The Garmin Edge 20 is the cheapest cycling GPS from a major brand I know of. It retails for about $130 and is sold on JensonUSA, Amazon, etc.
The Garmin eTrex 10 is even cheaper (you can find it for around $80-90) but it’s not specifically for cycling. You can get a bike mount for the eTrex 10 but by the time you do that, you’re getting close to the cost of the Edge. However, if you’re just planning to shove the GPS in a pocket or pack, the eTrex will work just fine and save a few $$.
Finally, if you don’t mind going off-brand and taking a risk, Amazon sells “Bryton” cycling GPS units that start at like $65. Oh, and here’s a GPS that even claims it works with Strava in the product title–for $37! If you end up getting this one, I’m really interested to know how well it works. Heck, I might just have to pick one up to test!
I’d go for the Garmin Edge 25, it’s a far superior product to the 20 simply for its connectivity. It has blue tooth so can upload to your smartphone/tablet, (the 20 is limited to uploading via a cable and a PC/Mac) and ANT+ for HRM and speed/cadence sensors. Both the 20 and 25 have a basic navigation feature where you can upload a road route and the unit will prompt you to make turns. That said it works well off road as a simple head unit allowing you access to basic navigation data like distance, elapsed time and average speed.
I use a Garmin Fenix 2 myself but three of the people I ride with regularly use the Edge 25 specifically for Strava and think it’s a great product. Leyzine also makes some similar products at similar price points which many in my riding club swear by.

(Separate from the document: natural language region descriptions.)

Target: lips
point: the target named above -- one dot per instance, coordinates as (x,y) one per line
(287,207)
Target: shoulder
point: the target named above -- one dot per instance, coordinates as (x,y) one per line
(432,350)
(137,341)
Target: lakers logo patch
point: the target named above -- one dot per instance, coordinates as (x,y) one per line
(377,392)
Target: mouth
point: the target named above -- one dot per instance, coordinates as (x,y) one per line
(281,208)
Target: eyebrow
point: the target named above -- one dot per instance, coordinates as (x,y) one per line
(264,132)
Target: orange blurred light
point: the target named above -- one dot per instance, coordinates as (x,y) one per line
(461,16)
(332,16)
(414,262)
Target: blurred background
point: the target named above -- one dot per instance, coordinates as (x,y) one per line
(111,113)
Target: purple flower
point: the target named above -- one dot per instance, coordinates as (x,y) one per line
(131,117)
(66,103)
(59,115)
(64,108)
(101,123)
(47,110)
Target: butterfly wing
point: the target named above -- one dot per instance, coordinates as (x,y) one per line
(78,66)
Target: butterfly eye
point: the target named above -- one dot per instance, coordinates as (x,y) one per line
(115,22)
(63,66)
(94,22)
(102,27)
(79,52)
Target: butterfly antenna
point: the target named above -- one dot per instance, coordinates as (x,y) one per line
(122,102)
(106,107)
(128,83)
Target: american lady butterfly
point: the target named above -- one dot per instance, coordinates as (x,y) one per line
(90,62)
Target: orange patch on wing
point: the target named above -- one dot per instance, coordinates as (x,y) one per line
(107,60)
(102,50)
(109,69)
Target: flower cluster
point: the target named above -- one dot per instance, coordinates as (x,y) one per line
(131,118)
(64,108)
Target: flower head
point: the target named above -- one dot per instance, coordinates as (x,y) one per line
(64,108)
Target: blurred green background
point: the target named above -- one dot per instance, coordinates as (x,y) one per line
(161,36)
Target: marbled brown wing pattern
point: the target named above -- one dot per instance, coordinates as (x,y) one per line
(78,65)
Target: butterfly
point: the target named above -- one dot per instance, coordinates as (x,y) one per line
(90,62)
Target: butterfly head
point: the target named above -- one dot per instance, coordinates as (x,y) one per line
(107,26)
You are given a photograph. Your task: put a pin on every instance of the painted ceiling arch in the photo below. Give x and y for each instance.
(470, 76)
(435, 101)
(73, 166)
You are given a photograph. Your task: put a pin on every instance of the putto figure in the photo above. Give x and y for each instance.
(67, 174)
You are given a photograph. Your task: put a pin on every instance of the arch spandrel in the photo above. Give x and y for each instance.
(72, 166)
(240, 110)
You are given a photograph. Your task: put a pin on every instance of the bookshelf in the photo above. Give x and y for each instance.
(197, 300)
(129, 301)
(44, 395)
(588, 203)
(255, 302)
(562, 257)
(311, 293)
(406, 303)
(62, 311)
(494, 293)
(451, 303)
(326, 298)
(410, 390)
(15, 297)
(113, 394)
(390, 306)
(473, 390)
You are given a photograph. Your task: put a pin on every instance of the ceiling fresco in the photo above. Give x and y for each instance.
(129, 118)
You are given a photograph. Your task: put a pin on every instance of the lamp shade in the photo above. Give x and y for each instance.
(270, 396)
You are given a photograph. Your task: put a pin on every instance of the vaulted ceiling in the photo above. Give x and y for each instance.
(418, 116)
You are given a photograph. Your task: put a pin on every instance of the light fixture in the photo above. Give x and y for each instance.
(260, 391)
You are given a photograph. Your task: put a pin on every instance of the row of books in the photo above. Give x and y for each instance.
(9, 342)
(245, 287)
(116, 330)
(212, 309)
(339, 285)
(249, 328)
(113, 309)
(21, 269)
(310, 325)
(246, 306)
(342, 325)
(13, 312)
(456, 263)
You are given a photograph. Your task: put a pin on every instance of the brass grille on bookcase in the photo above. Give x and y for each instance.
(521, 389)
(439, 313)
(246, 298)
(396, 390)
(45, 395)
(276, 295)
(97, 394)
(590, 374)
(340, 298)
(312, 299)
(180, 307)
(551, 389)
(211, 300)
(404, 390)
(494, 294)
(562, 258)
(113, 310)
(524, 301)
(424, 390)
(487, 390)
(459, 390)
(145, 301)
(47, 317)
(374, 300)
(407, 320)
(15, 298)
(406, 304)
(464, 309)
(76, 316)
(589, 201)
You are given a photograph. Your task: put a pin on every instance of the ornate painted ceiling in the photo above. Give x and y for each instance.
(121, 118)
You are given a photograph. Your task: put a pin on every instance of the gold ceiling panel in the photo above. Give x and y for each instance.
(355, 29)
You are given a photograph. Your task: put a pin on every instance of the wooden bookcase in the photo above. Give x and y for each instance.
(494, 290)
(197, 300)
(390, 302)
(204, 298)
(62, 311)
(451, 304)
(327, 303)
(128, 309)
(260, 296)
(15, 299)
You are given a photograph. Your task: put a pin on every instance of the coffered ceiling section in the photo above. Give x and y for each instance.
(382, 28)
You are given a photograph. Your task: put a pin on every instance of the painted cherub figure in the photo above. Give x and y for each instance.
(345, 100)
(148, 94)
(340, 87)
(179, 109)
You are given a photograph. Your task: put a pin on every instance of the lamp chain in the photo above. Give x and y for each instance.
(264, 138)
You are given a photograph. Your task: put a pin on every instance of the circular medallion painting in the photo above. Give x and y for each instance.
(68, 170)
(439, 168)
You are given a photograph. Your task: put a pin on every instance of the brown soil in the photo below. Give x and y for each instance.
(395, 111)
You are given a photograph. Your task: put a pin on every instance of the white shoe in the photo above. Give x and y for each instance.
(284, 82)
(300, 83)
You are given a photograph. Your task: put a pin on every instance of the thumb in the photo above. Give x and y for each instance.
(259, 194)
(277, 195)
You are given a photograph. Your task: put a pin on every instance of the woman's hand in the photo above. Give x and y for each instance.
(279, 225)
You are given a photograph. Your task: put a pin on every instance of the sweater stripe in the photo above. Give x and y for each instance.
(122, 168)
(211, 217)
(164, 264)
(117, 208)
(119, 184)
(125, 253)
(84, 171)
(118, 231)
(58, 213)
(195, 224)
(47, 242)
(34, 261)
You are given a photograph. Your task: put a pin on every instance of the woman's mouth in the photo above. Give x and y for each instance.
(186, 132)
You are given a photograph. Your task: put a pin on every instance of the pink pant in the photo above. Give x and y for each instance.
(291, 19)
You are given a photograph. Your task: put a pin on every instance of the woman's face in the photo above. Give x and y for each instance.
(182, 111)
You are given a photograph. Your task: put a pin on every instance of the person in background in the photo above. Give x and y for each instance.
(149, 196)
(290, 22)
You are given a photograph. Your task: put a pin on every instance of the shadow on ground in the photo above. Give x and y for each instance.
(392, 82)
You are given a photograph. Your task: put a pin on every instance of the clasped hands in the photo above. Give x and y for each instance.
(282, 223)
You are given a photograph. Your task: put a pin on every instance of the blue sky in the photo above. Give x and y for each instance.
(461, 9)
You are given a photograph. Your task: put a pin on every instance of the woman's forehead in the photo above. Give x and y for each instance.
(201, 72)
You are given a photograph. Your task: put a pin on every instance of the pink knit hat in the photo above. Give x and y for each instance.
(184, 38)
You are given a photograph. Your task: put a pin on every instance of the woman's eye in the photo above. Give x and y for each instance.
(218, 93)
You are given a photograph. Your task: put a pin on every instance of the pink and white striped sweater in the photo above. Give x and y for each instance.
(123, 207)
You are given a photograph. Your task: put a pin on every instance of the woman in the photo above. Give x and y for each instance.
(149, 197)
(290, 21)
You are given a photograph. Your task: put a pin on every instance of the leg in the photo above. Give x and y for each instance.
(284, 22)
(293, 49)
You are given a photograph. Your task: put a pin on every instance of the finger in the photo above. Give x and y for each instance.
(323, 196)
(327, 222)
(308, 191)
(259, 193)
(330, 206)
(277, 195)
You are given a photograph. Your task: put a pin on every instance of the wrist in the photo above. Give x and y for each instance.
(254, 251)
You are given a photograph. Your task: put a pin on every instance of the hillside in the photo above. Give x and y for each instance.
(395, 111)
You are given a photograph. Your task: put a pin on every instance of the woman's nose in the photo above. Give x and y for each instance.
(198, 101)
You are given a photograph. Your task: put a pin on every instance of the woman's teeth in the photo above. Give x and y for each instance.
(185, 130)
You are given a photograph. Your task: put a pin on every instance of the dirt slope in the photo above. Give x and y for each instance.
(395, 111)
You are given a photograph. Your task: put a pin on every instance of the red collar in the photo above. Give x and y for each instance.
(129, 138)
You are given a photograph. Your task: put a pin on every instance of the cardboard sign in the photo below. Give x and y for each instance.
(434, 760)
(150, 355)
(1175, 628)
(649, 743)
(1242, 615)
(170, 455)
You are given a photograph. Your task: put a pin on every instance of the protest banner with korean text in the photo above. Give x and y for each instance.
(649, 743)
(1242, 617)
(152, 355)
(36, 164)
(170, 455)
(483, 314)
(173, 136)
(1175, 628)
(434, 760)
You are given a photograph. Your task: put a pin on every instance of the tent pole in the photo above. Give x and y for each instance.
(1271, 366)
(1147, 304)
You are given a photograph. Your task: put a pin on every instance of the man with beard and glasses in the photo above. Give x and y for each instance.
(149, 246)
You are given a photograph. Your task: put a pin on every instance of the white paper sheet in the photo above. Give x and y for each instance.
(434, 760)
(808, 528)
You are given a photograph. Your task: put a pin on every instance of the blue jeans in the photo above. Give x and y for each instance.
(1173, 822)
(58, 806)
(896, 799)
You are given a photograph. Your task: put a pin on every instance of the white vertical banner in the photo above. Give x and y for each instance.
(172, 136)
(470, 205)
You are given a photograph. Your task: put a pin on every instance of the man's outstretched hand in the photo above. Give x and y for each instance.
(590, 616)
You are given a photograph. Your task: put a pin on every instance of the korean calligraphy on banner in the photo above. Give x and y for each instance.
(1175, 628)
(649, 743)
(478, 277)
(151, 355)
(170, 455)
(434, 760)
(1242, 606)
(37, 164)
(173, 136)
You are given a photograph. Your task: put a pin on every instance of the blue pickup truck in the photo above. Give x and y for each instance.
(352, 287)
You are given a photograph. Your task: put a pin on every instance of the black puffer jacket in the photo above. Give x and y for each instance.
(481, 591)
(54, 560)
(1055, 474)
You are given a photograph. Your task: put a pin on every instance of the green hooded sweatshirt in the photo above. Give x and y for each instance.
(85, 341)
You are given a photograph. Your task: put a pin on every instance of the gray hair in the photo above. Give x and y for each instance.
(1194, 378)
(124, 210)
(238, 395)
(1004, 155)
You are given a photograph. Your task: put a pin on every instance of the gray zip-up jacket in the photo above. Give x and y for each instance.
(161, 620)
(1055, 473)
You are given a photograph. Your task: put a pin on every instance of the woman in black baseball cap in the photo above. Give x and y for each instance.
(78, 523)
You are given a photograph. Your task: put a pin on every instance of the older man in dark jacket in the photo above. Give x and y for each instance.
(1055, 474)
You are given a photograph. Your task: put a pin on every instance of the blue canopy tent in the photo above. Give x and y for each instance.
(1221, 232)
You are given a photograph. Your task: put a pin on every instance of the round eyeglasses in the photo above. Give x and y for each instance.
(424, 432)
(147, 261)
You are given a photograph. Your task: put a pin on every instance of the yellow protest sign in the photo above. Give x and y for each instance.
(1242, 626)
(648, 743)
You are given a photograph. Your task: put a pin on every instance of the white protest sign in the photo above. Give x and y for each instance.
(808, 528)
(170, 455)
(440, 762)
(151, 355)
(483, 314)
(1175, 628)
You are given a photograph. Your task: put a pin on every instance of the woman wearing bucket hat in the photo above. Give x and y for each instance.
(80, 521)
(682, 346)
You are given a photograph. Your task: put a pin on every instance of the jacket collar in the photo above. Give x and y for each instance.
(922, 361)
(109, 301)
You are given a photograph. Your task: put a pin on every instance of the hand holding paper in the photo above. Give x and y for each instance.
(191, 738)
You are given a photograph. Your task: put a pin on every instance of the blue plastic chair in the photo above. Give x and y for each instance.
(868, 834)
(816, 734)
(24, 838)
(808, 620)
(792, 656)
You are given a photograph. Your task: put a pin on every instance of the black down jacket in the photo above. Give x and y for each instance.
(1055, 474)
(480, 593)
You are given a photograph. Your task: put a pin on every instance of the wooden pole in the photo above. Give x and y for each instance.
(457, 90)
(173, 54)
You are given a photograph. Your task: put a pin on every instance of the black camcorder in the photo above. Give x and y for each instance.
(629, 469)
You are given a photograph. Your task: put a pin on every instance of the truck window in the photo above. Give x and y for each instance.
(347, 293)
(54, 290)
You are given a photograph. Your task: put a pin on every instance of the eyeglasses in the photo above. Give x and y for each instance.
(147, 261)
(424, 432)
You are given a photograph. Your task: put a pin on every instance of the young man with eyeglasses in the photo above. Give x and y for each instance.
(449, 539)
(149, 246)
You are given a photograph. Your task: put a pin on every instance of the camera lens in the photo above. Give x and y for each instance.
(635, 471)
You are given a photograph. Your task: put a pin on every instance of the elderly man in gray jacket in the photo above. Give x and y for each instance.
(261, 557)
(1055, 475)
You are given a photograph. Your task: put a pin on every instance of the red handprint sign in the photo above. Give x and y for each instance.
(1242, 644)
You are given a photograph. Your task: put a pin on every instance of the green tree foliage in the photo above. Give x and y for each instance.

Take a look at Garmin’s VivoSmart HR+ (the standard VivoSmart HR does NOT have GPS) too, aimed more at the running/lifestyle crowd but reasonably priced and has the benefit of doing HR without an ECG strap.
As mentioned above the eTrex line can be bike mounted but they lack any connectivity and as opposed to the units I mentioned previously, which are essentially single button operation, recording your rides correctly involves quite a few steps. And getting the data off them is more time consuming and less convenient than with Garmin Connect compatible devices.
Garmin products (I don’t work for them, honest!) also get you access to the excellent Garmin Connect platform, which automatically sends your rides to Strava and is a far more powerful training tool than Strava or Strava Premium.
Rupert, is the extra for the Garmin 25 over the 20 worth the Bluetooth upload to you? I saw its about 50 bucks or so. They are both above what I wanted to spend, but Id like to get the best for the money. Appreciate the response
The connectivity is well worth the extra money in my opinion. I know some people do genuinely love the whole process of sitting in front of their computer and uploading their rides, it’s part of their post ride ritual; on the other hand I greatly appreciate that it all happens automatically while I’m packing the bikes up and herding the kids back in to the car. On the odd occasion when I’m riding with mates and have time for a coffee afterwards it’s nice to be able to look at the ride and compare segments while we’re sat in the café.
The 25 has BTLE (Blue Tooth Low Energy) and ANT+ so is about as future proof and well connected as you can make it. And I f you have an interest in training you’ll want an HRM strap at some point and possibly speed and cadence sensors which the 20 just won’t talk too.